I find it odd that we live in a society where the chances are much greater to see an ad using sexuality to sell beer, a clothing line or lingerie than to see people having a mature conversation about sex and sexuality. I don't think it's appropriate to tell a kid going through puberty to start having sex as soon as possible. But I don't think it's appropriate to tell a kid going through puberty that sex is a gross, horrible and vulgar activity. More than anything, the pros and cons of sex, using vulgar language and drinking alcohol should be discussed in mature ways. However, other people (who tend to think for others) want to pass the blame elsewhere.
I don't blame parents who want to keep their children at bay from certain sides of life for as long as possible. But whether parents like it or not, their kids are gonna find out about profanity, sex, drugs and alcohol.
In my case, I discovered the most well-known curse words from two movies (Back to the Future and Spaceballs) and a slide I once played on.

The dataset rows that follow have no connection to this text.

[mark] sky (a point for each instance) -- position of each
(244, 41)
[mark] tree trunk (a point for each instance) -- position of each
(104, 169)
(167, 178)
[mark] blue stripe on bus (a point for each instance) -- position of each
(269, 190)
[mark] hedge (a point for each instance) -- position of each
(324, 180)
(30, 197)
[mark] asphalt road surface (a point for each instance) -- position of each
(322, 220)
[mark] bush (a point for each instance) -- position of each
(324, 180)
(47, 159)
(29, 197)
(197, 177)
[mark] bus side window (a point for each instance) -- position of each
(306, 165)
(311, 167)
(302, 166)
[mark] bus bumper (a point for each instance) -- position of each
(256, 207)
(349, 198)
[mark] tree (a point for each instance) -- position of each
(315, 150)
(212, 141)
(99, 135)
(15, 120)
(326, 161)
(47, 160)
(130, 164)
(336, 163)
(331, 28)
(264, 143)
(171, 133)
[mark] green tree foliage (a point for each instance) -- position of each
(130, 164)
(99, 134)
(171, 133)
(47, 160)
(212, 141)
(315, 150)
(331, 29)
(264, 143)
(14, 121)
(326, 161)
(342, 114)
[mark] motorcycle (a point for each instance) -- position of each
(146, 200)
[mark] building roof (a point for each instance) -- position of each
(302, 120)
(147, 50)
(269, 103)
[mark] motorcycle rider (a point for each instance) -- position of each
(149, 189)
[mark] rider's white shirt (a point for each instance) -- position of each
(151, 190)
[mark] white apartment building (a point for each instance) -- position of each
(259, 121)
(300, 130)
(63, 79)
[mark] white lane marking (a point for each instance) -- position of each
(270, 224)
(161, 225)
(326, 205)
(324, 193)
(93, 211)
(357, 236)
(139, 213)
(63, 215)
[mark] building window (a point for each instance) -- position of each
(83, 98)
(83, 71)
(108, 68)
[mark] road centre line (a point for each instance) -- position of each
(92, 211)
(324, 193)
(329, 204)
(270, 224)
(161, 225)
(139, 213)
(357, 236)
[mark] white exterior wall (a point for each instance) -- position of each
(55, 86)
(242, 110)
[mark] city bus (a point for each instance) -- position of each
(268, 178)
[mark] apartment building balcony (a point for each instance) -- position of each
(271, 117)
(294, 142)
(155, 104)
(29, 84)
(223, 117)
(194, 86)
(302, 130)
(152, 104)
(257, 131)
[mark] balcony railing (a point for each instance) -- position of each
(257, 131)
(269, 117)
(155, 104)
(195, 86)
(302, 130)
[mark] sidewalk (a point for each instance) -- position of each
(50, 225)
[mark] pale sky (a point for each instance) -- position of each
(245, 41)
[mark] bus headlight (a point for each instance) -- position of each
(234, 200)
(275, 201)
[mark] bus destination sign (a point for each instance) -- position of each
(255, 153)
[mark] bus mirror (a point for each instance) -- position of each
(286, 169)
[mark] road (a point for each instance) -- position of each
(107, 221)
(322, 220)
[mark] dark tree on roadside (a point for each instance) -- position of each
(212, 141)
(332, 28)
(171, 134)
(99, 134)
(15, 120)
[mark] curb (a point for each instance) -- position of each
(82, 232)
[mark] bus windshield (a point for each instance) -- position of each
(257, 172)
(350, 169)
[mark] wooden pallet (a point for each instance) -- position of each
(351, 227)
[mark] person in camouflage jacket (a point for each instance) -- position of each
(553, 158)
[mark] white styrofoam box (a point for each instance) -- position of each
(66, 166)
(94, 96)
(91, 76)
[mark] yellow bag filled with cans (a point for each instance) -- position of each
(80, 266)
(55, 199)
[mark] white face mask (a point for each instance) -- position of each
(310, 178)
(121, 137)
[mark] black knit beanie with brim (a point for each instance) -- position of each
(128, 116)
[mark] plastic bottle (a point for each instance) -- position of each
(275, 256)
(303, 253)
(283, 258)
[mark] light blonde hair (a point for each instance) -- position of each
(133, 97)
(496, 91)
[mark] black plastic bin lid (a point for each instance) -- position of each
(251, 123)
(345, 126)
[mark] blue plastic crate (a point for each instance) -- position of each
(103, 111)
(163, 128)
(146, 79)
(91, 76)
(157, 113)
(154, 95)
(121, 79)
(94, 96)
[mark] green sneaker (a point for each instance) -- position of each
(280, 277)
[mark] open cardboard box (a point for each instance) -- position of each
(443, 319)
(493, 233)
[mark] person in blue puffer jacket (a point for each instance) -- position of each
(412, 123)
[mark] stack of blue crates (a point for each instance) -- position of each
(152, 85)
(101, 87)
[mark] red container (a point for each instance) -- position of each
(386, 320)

Did my respect for elders and authority plummet because I found out about these words? No. Did my morals get so corrupted that I flunked out of school and became a crack-addicted prostitute? No. If anything, it was the beginning of understanding that there are other things out there in the world.
I don't consider myself to having a potty-mouth, but I'm not afraid to use vulgar language when it's appropriate. Does that make me a deviant of society? Nope. I think it makes me normal. But a big part of my normal-ness is not from the movies I watched as a kid, but the way I grew up and was raised. Unfortunately, people who rely on the MPAA, the FCC and the Parents Television Council to be their guardian don't want to look that deep into a person's background. Blame what kids are watching and hearing instead of talking to kids in a mature way about what they're watching and hearing.
One of the really telling parts in Anderson's film is when Kevin Smith describes how his daughter is raised around vulgar language. Kevin and his wife Jen don't hold back the words when they're around Harley, but Harley is afraid to use vulgar language. She just doesn't like saying those words. Where did that maturity come from? I don't know, but it makes for a strong argument.
Probably the biggest frustration I have encountered around parents is how they think their children are mentally inept (or to put it bluntly, stupid). No, we're not born with a mental encyclopedia of the world, but nobody is born dumb. How insulting is it to a teenager's mental capacity to pigeonhole him or her as prey or clueless? I find it incredibly so. I take the attitude that kids are smarter than you and not as smart as you. They're not either one or the other.
So what does this all mean to my life now? Well, as an uncle to three-month-old nieces and with a couple of cousins that are younger than eleven, I choose to respect them as humans. I don't see them as fragile, but as growing humans (just like how I see everyone else). If they were to use salty language around me when they get older, I doubt I'd lose my marbles. I wouldn't cast scorn to their parents, the TV shows they watch, the books they read or the movies they watch. If anything, I'd tactfully inquire about where they heard those words and ask if they knew what they meant. I'm no saint, but I'm not going to lie and pretend like that side of life doesn't exist.